The resulting 3D RDF graph now looks like a DNA model that I had done with my prior Monolith project which dealt exclusively with non-RDF PDB-formatted data.  The DNA structure can be colored and effects set in many different ways by using the powerful new SPARQL 1.1 query language using any of the data present in the loaded RDF graph, not just what is displayed.  We can even access remote SPARQL end points and include their data as well.  Since Nexus handles any RDF, we are not limited to just molecular visualization.  We can branch off into other linked data by using the PubMed ID triple present into the RDF-converted PDB file and link over to PubMed publications data or anywhere else in the LOD (Linked Open Data) cloud.  For those of you thinking "these commands are not easy nor obvious" (perhaps to the SemWeb junkies) you would be correct.  I'm exploring ways in which the commands can be executed visually via the 3D front-end interface, but, I needed a flexible foundation on which to build and the SPARQL-driven engine seemed the best way to achieve this.  As it is, several of the above commands could be re-written to be a bit more compact and fewer, but, I am learning about this stuff myself as I go along.  I'm getting better. ;-)

Next Steps
I've been focused on doing the semantic web/molecular visualization cross-over and now that I've hit that milestone, there is some front-end and back-end work that still needs to be done.  The data is there, but I am not currently displaying any of it in the actual visualization (RDF labels and such).  I would also like to enable  a user to interact with the model graphically.  Interaction now is limited to command-line SPARQL commands only.  I had tossed out the half-SPARQL, half my own concoction commands in favor of the SPARQL.

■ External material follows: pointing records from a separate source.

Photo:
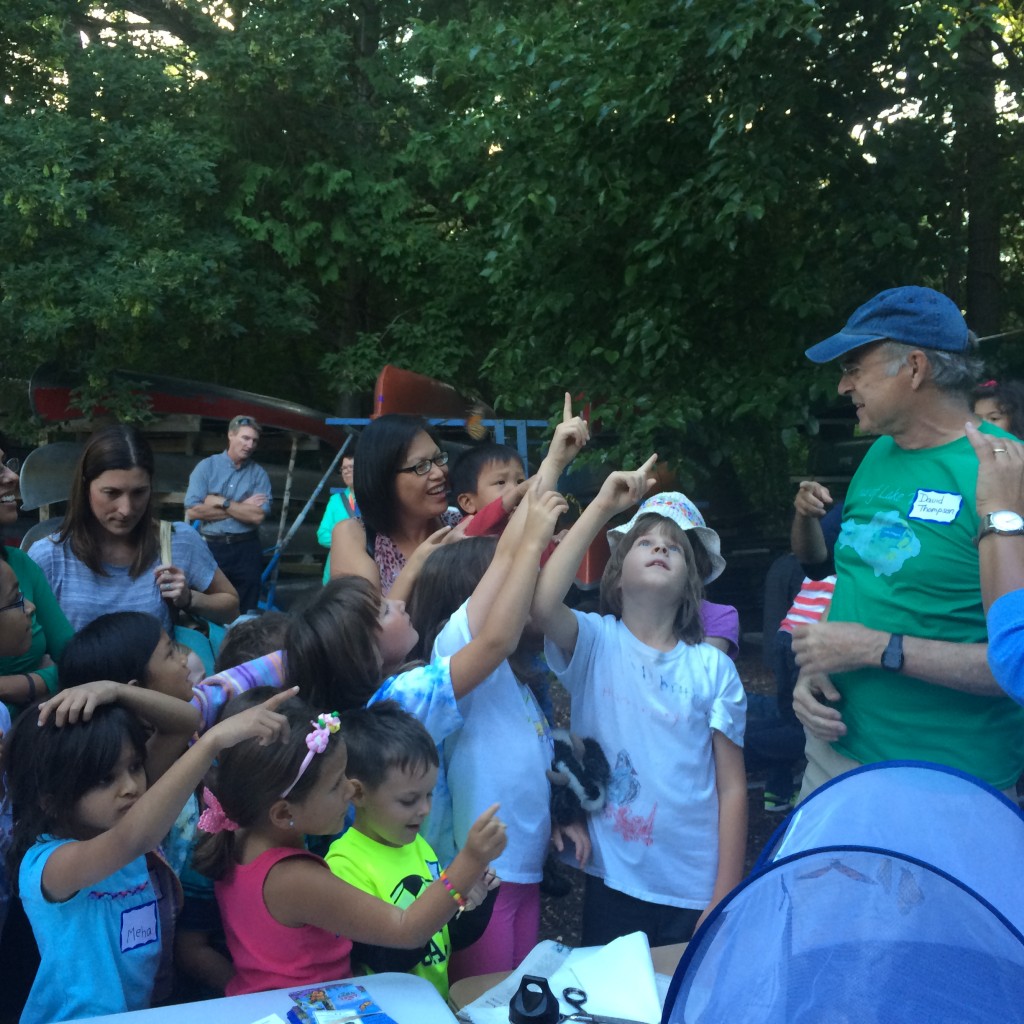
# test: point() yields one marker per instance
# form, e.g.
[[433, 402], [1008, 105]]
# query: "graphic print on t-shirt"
[[624, 788], [884, 544]]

This year, I did a poster presentation of Nexus combined with work that I have done with my colleagues at Stony Brook University (Dr. Janos Hajagos and Tammy DiPrima) for CSHALS 2011 (see poster here).  In the poster, I mentioned a couple of other things I am working on.  One of them is another Nexus front-end client based on WebGL/HTML5.   I had started this last year, but shelved it while I redesigned the Nexus back-end (server) to be all-RDF that it is now.  Now that the server is working again I will get back to the WebGL/HTML5 client.  As part of that project, I wanted to experiment with using WebSockets rather that http calls between the WebGL client and Nexus.  I will also update the original Nexus client which I did in Second Life, but, it will not be able to render as large of displays as I can in OpenSimulator since Linden Labs limits region objects to 15,000 primitives.  The DNA force-directed model seen here is 26,713 primitives, nearly twice what the Second Life regions allow.  But, I have provisions to allow a limited client to see a smaller window of a larger model.  All three clients will use the same back-end server and will be able to view any of the server models at the same time.  For example, 30 avatars in an OpenSimulator region will be able to work with 30 avatars in a Second Life region along with 30 different WebGL/HTML5 clients at the same time and see changes done from any of the clients live.  RDF breaks down the walled gardens between worlds.